There were limits, too, on the supplies she needed to manage Toni's diabetes. Sometimes a prescription refill for needles or testing strips would be denied.
So Rhonda switched insurance companies. Her new plan allows her to keep taking her daughter back to the specialists who know her best. "I have the standard plan which means that I pay a little bit more up front," she explains. "My deductible is a little bit higher, but I don't have to deal with the referrals. I can go to any doctor."
Federal employees get a lot of choice. That's what makes the Federal Employees Health Benefits Program stand out compared to other insurance. In the Washington, D.C. area, there are at least 16 health plans to choose from. Across the nation, according to a new report by the Kaiser Family Foundation and the Health Research & Educational Trust, most companies offer only one health plan to their employees, and just one percent of companies offer three or more.

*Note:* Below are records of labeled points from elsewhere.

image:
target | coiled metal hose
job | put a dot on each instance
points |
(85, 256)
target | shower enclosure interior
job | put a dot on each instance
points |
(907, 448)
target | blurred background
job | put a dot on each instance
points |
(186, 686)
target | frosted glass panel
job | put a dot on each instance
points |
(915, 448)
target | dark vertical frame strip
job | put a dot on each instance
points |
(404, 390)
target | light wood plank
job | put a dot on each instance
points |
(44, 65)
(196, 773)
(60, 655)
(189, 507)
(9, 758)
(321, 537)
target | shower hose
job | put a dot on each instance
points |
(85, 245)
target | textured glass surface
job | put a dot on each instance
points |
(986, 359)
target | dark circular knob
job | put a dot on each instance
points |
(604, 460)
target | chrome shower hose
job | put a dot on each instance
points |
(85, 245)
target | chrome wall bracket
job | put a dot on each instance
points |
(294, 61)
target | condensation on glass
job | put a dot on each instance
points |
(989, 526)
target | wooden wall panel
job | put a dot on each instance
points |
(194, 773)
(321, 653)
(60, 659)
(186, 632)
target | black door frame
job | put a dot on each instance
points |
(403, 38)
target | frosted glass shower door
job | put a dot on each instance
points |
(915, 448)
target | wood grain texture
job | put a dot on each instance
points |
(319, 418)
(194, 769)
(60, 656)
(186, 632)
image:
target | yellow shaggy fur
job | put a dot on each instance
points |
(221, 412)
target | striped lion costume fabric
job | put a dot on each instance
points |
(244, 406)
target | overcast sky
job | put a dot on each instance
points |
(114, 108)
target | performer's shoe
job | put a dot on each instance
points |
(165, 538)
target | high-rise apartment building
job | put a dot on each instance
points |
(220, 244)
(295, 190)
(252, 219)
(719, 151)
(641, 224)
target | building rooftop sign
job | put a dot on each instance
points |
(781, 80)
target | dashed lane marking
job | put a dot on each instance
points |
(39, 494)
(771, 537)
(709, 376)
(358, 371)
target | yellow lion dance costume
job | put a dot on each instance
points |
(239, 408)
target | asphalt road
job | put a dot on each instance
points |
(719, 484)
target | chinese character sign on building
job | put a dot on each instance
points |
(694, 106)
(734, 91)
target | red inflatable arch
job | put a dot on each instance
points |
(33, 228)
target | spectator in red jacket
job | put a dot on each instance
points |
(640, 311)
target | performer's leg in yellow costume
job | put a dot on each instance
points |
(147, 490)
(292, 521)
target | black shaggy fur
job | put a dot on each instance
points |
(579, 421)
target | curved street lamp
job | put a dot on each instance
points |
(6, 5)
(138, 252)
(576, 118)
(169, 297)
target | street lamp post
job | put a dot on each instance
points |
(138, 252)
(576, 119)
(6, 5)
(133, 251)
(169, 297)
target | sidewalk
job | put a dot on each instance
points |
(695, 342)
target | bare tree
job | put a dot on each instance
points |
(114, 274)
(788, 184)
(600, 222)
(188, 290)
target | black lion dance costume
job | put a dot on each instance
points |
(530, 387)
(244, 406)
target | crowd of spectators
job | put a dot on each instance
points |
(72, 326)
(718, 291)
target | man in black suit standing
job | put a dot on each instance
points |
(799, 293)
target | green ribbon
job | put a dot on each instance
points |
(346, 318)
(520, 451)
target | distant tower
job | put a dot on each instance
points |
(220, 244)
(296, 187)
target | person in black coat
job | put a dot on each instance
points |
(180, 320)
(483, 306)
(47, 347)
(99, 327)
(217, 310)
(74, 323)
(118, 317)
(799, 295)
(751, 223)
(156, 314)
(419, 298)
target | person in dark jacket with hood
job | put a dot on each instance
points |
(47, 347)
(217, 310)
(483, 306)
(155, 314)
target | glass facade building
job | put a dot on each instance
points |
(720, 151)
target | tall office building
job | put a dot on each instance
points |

The federal Office of Personnel Management conducts annual negotiations with each health plan to set benefits and rates. That has allowed it to claim some success in constraining cost growth. But last year Blue Cross and Blue Shield — which covers about 60 percent of FEHBP enrollees — increased the premium for its standard option by 13 percent. As a result, the average for all federal plans went up 7 percent. The year before, the annual premium increase was just 2.1 percent.
Toni's Life Depends On It
For Dorsey, an information specialist at the Nuclear Regulatory Commission, her insurance through FEHBP has been central to keeping Toni healthy. "In order to live a healthy life with Type 1 diabetes or any kind of chronic illness," she says, "it's so important to have good insurance. And I tell Toni all the time how blessed we are because we've met a lot of people who don't have insurance at all."
Still, even with good insurance, it's expensive to manage diabetes. Toni pricks her calloused fingertips several times a day to check her blood sugar levels. Rhonda pays a little more than $200 a month for supplies.
Toni wears an insulin pump — it's the size of a cell phone and it's pink. "It had to be pink," Toni says with a laugh. Adds her mother, "Pink is definitely her style." The first pump cost $5,000. Insurance paid all but $500.
Toni knows she's fortunate. This summer, she went to a summer camp for kids with diabetes. And she saw what kids do when they don't have good health insurance. "At camp they provide you with supplies, but I've seen kids who have saved their needles and taken them with them," she says. "Even though you weren't like supposed to, they would kind of sneak them just to make sure they would have something when they got back home."
Toni and Rhonda know that when people don't have good insurance, they're so desperate they will even reuse a needle. "It gets dull. And so it really hurts. But you have to have insulin, just like I said," Rhonda says. "I mean, without insulin, Toni would die. So you, take the pain in order to live."
Toni listens to her mother and adds, "I do feel very grateful for all that I have, because that could be me."